In order to save space, Redis allows the quicklistNode in the middle to be compressed by changing the list-compressed-depth parameter. Compress = 1 and quicklistNode = 3. Compress = 1 and quicklistNode = 3.

** Note: ** The quickList node is a quicklistNode, which has the following structure:

typedef struct quicklistNode { struct quicklistNode *prev; Struct quicklistNode *next; Unsiged char *z1; Unsiged int sz; Unsiged int Encoding: 2; Unsiged int recompress: 1; }quicklistNode;}quicklistNode;Copy the code

Data compression

The actual data storage structure for each quickList node is ziplist, which has the main advantage of saving storage space. In order to further reduce the space occupied by Ziplist, Redis allows ziplist to be further compressed. The compression algorithm adopted by Redis is LZF. Compressed data can be divided into multiple fragments. Each fragment has two parts: one is the interpretation field, and the other is the storage of specific data fields.

So how does compression save storage? The basic idea of LZF data compression is: the data is repeated with the previous, record the repeated position and repeat length, otherwise directly record the original data content.

Add elements

Quicklist provides push operations that can be inserted at the head or tail of the process. If the head or tail cannot be inserted, create a New quicklistNode and insert the quicklistNode into the QuickList structure.

In addition to push, QuickList also provides methods to insert at any location. At this point, there are two cases of continuing insertion and not continuing insertion;

1) The quicklistNode at the current insertion position can still be inserted, and can be directly inserted.

2) The quicklistNode to which the current insertion position is located cannot be further inserted.

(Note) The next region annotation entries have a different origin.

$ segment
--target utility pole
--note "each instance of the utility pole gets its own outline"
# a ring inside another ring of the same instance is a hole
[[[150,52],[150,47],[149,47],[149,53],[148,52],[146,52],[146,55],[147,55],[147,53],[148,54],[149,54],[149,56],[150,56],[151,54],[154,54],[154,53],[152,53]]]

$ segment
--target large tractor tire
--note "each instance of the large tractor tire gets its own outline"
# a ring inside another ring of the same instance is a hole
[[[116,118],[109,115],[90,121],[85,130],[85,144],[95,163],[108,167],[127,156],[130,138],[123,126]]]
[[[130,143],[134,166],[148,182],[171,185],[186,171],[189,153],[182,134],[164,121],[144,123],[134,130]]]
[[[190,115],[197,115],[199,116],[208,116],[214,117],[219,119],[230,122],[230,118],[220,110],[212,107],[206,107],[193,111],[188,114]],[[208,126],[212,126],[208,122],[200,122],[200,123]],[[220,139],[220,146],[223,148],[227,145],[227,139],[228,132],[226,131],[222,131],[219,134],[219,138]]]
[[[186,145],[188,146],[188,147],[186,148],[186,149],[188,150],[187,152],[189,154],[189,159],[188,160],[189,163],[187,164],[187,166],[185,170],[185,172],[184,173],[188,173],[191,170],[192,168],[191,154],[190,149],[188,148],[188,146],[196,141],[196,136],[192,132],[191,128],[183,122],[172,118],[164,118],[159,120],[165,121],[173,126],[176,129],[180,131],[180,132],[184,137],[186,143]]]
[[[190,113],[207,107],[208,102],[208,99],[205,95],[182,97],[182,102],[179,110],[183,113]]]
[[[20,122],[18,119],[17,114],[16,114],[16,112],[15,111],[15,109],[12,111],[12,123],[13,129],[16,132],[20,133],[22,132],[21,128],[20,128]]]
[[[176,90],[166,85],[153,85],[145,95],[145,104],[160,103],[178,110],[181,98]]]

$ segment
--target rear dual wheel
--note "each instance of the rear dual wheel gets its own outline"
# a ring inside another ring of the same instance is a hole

  1. You need to insert elements before the first element in the current quicklistNode, and if the previous quicklistNode of the current ziplist is available, insert data to the previous quicklistNode. If the previous quicklistNode cannot be inserted, create a New quicklistNode and insert it before the current quicklistNode.
  2. You need to insert elements after the last element in the current quicklistNode. If the next quicklistNode where the current ziplist is located can insert elements, the data is directly inserted into the latter quicklistNode. If the latter quicklistNode cannot be inserted, a new quicklistNode is inserted after the current one.
  3. In all cases where the preceding two conditions are not met, split the current quicklistNode into two quicklist nodes based on the current location, and insert the data to be inserted into one of the split quicklist nodes.

Remove elements

Delete an element and delete interval elements, anyway, first find the specified element in the deletion;

Change the element

Because quickList has a Ziplist structure inside it, ziplist is stored consecutively in memory, and changing one element may affect subsequent elements. Therefore, QuickList uses the delete before insert scheme; (Setting the new value by index is used, and the position remains the same.)

Look for the element

The QuickList element lookup is mainly for index, that is, the index of the element in the linked list to find the corresponding element. The basic idea is to find the quicklistNode where the index data resides, and then call ziplistGet to get the index data. Summary: QuickList is more about saving memory, using compressed lists to save memory; However, if the element becomes too many, when modifying the element, the storage space must be reallocated, which will also take up time. Therefore, in order to solve this problem, we use bidirectional linked list, which can reduce the time spent modifying the element; (If the list is inserted in order, it is unlikely that the storage space should be reallocated; However, if you change (add/remove) an element to the middle, you will need to reallocate the storage space, possibly with cascading updates.

conclusion

Most of the knowledge above comes from the design and implementation of Redis5. Add some simple thoughts of your own and make a note. If you don’t understand, you can go and have a look at this book. I feel it is written very well. I also welcome your advice.